The change is striking. Most of the premier industrial research laboratories of the 20th century have retreated from their historic mission of independent scientific discovery because of the low yields they’re experiencing. According to Forbes magazine, the last household-name product launched by DuPont’s 100-year-old Experimental Station (dubbed the Ex Station) laboratory, which created products used to make everything from leisure suits to parts that protect NASA spacecraft, was Stainmaster fabric protection — in 1986.
Slowing innovation from within large companies doesn’t mean internal R&D should be dismantled; it’s not a question of “make or buy.” However, the open innovation approach poses new management demands. For one thing, companies need to think differently about how opening labs to outsiders can create opportunities for technology exchanges that lead to revenue. Internal R&D produces intellectual property that other companies in the web of open innovation may covet.
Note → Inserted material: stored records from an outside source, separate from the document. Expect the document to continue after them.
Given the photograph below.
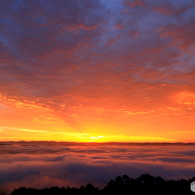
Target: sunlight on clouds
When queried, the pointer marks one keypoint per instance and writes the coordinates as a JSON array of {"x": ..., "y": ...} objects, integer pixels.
[{"x": 30, "y": 134}]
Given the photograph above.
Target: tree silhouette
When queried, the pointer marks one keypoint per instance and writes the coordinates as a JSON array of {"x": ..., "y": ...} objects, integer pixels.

IBM earned $1.9 billion revenue in 2001 from patent licensing and royalties on its software, chips, and systems, for example.
The perspective of internal R&D must also change from depth to breadth and integration. Whereas old-school research labs developed new technologies from basic science to finished product, open innovation labs need to develop technologies that embrace and extend existing intellectual property — even those that are “not invented here.”
|“Automobile manufacturers don’t try to reinvent the wheel; they partner with suppliers and research organizations to stay on top of such new technologies.”|
Industries that have been slower to catch on to open innovation should take these leaders’ cues. Large toy manufacturers, for example, complain that they are in a mature business, with low growth in overall toy sales. But they overlook the fact that breakthrough toys still hit the shelves. Many of these blockbusters have come from smaller shops, rather than the large toy companies. Why? The big toymakers constrain their search by insisting that any new toy bring in $100 million or more in its first year. Even such leading toys as Barbie and Hot Wheels would have failed to bring in a comparable amount when they were introduced in 1959 and 1969, respectively. An insistence on large initial sales condemns the toy manufacturers to merely extending existing brand franchises, or acquiring at a high price new toys successfully launched by smaller innovators.